Subject: Re: [boost] Adding polymorphic_value to boost
From: Gavin Lambert (gavinl_at_[hidden])
Date: 2017-11-20 01:18:54
On 20/11/2017 12:41, Peter Dimov wrote:
> Peter Bartlett wrote:
>> The only nit I had in the paper was that after all the banging on
>> about it being a value type, we are given operator bool, operator* and
>> operator->, making it pointer-like again. Could operator T& and
>> operator T const& work?
> Polymorphic means virtual functions, and when you have a
> polymorphic_value<T> pv, where T has a virtual function `f`, you can
> call `pv->f()`. With a conversion to T&, you can't call `pv.f()`.
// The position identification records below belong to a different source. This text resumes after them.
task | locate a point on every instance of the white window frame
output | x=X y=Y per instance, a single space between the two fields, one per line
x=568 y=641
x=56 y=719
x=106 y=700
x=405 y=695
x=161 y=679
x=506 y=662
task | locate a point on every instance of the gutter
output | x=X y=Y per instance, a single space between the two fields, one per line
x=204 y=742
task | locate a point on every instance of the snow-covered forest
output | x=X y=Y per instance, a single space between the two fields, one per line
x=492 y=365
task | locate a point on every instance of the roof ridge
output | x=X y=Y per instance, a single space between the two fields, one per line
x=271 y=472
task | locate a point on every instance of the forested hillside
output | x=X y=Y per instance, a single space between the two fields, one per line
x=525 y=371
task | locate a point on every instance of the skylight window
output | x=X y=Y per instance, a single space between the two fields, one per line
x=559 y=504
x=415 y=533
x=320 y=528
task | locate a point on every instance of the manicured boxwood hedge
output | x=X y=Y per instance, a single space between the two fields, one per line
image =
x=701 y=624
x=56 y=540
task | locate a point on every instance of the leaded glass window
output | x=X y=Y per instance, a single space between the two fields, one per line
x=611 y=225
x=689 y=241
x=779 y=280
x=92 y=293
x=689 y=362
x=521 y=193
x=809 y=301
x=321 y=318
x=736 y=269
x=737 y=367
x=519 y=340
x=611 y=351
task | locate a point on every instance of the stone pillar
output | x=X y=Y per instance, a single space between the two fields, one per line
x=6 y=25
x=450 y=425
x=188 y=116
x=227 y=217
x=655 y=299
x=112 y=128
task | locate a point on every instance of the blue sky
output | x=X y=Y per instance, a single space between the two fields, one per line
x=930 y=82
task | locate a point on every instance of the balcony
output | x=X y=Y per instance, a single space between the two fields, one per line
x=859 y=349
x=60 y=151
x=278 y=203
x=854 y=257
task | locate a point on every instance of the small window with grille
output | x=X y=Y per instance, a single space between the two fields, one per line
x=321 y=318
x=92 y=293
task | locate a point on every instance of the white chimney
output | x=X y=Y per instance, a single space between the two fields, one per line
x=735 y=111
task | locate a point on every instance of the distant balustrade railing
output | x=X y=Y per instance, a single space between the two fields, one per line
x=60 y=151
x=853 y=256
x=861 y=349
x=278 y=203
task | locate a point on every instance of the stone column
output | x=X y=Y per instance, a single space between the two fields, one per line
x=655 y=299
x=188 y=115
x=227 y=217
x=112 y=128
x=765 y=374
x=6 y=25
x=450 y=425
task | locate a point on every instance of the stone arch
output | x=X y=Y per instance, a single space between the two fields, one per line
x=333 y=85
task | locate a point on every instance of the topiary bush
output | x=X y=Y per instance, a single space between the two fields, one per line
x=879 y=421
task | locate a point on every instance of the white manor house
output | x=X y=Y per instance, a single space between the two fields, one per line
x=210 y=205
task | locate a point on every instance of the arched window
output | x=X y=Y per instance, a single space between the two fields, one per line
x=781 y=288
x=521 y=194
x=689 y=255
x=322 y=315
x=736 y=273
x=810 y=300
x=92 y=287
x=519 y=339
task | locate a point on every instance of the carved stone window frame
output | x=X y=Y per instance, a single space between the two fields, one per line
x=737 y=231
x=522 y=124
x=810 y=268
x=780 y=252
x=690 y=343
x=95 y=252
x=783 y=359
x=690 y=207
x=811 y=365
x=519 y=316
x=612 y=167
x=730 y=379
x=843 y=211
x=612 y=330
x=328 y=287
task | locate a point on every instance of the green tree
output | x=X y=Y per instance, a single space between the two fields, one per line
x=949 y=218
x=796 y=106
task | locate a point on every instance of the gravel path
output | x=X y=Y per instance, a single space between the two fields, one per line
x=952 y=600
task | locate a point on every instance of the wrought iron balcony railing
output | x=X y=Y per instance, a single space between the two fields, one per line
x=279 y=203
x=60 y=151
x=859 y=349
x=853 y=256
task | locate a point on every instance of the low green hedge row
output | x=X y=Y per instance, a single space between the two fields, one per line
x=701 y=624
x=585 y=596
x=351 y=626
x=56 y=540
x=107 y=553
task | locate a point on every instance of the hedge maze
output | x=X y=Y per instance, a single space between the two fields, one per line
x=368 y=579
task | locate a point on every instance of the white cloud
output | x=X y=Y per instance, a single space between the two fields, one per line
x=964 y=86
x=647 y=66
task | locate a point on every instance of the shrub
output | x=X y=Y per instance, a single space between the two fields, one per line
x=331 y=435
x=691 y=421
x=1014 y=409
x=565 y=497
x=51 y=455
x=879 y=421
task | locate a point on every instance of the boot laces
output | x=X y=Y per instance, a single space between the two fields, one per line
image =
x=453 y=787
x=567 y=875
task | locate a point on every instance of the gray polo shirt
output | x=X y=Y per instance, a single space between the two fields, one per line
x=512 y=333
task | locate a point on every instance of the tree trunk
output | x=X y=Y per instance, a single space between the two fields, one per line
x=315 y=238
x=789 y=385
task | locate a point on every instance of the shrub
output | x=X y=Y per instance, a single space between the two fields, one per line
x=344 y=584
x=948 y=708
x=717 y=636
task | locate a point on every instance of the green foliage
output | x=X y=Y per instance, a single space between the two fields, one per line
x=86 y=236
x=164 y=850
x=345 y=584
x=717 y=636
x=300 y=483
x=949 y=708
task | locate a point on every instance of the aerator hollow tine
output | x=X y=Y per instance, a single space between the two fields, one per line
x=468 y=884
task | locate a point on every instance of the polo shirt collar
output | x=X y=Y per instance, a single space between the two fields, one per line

You could pass it as a parameter to something that accepts a T& or T
const& and then make polymorphic calls from that, or alternatively
locally define a separate reference variable:
Container<Base> c(new Derived);
Base& r = c;
r.f(); // calls Derived::f()
But yes, this is significantly messier (and more potentially surprising
to users) than using operator-> instead.
Additionally since polymorphic_value can be empty, retaining some
pointer-like syntax seems preferable as again this makes it less
surprising to consumers.
Although on a peripherally related note, this reminds me of a language
gripe I have with operator->, in that it is not used to resolve ->*
expressions. This means that code such as (p->*f)(x) has to be changed
to (*p.*f)(x) if p is converted from a raw to a smart pointer, because
(almost) nobody ever implements operator->* explicitly. (Although I
tried it as an experiment and it seems relatively straightforward to do
so in C++11, albeit at the cost of injecting std::function.)